18.04.2007 16:16 |

Atom-Vorsorge

Radioaktivitäts- Messtechnikübung in NÖ

Zu einer nicht alltäglichen Übung sind am Mittwoch zahlreiche internationale Experten in Eggendorf im Bezirk Wiener Neustadt in Niederösterreich zusammengekommen. Auf dem Katastrophenhilfe-Übungsplatz "Tritolwerk" des Bundesheeres beginnt eine insgesamt fünf Tage dauernde Internationale Messtechnikübung I.S.I.S (In-Situ Intercomparison Scenario). Geprobt werden zehn radioaktive Notfallsituationen.

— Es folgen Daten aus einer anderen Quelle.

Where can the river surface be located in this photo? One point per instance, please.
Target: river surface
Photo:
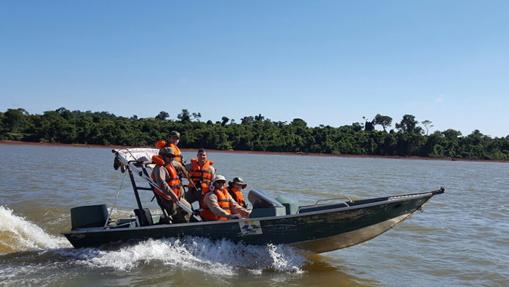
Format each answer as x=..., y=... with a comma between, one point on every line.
x=461, y=238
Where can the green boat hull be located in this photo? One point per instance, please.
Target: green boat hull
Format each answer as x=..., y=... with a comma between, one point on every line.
x=320, y=229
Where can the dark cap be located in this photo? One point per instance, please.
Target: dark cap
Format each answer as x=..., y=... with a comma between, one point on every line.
x=167, y=152
x=174, y=134
x=238, y=181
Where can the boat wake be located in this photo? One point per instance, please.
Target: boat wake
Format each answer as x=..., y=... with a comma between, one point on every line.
x=19, y=234
x=213, y=257
x=24, y=244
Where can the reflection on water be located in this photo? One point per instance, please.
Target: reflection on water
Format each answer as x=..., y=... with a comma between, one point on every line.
x=460, y=239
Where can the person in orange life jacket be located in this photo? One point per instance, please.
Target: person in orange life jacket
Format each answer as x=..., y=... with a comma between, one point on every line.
x=173, y=141
x=201, y=172
x=166, y=176
x=235, y=188
x=219, y=205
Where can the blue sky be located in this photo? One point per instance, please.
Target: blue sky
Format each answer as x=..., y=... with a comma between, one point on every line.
x=328, y=62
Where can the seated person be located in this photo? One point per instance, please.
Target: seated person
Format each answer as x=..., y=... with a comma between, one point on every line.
x=165, y=175
x=201, y=171
x=235, y=188
x=219, y=205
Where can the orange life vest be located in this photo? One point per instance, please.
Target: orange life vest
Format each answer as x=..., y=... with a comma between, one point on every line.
x=224, y=203
x=238, y=196
x=173, y=181
x=162, y=144
x=201, y=174
x=177, y=152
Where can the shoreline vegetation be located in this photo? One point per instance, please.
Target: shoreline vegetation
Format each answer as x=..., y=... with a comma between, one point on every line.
x=409, y=139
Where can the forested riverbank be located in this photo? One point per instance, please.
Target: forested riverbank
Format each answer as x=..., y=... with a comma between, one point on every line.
x=378, y=136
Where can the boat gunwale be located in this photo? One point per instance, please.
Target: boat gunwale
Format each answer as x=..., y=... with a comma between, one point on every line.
x=382, y=200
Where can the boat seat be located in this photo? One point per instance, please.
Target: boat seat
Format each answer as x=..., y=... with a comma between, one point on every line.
x=311, y=208
x=144, y=216
x=264, y=206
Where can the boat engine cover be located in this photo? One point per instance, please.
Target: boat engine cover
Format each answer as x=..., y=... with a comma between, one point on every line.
x=264, y=206
x=89, y=216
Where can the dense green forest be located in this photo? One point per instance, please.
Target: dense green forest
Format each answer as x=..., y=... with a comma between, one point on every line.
x=253, y=133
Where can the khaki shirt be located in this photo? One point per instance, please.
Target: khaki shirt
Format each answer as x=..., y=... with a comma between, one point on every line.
x=161, y=175
x=212, y=170
x=210, y=200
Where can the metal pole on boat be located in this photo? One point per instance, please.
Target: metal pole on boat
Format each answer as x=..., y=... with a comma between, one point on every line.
x=133, y=183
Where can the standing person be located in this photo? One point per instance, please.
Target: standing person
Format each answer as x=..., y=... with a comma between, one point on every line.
x=219, y=205
x=166, y=176
x=173, y=141
x=235, y=188
x=201, y=172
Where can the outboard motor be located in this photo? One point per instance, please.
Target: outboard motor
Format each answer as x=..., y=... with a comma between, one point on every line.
x=264, y=206
x=89, y=216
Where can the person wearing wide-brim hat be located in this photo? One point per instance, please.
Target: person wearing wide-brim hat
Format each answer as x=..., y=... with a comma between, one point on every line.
x=173, y=141
x=235, y=188
x=219, y=204
x=166, y=175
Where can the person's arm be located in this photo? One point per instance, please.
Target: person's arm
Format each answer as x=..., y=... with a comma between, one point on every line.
x=213, y=205
x=237, y=208
x=160, y=175
x=180, y=169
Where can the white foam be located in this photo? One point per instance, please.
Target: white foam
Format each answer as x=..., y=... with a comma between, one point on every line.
x=24, y=235
x=220, y=257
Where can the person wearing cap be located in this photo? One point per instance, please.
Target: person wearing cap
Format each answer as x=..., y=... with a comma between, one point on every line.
x=219, y=205
x=166, y=175
x=235, y=188
x=201, y=171
x=173, y=141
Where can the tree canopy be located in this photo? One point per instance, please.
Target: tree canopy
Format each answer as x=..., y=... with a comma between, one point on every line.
x=253, y=133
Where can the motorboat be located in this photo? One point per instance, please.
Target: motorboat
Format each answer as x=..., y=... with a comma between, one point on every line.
x=326, y=225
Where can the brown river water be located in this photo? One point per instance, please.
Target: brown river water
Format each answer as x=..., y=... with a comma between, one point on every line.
x=461, y=238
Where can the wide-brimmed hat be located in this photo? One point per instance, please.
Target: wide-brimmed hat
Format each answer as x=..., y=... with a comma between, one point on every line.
x=238, y=181
x=166, y=151
x=218, y=178
x=174, y=134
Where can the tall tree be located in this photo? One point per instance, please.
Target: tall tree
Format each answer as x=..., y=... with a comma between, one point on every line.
x=162, y=116
x=384, y=121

"Einsätze in Notfallszenarien - Messung von Radioaktivität" so der Schwerpunkt der Übung, die in Wettbewerbsform durchgeführt wird. Indiziert wurde die am Montag gestartete Veranstaltung von den Austrian Research Center GmbH - ARC mit der Internationalen Atomenergiebehörde (IAEA) sowie der ABC-Abwehrschule des Bundesheeres. Die Tests basieren auf den Erfahrungen der InSitu Gammamesskampagnen sowie internationaler Strahlenschutzübungen. An dem Wettbewerb nehmen insgesamt 200 internationale und 100 heimische Experten teil.

Die Teilnehmer müssen dabei am speziell ausgestatteten Katastrophenübungsplatz des Bundesheeres an mehreren Schadstellen Dosisleistungsmessungen und gammaspektrometrische Messungen durchführen. 58 Mannschaften aus 25 Nationen sind vertreten. Die Teams stammen dabei unter anderem aus den USA, Australien, Iran, Israel, Japan, Italien, Spanien, Deutschland, Frankreich oder Österreich.

Erprobt werden soll aber auch die Kooperation untereinander und in Hinsicht auf die Zusammenarbeit mit staatlichen Organisationen Evaluierungen eingehoben werden. Ein weiterer Zweck ist außerdem, die internationalen Arbeitstechniken am Beispiel von Zwischenfällen mit radioaktivem Material zu dokumentieren und zu analysieren. Das Medieninteresse war bei einer vorweg gezeigten "Leistungsschau" äußerst rege. Besonders viele Vertreter hatten sich aus Japan eingefunden.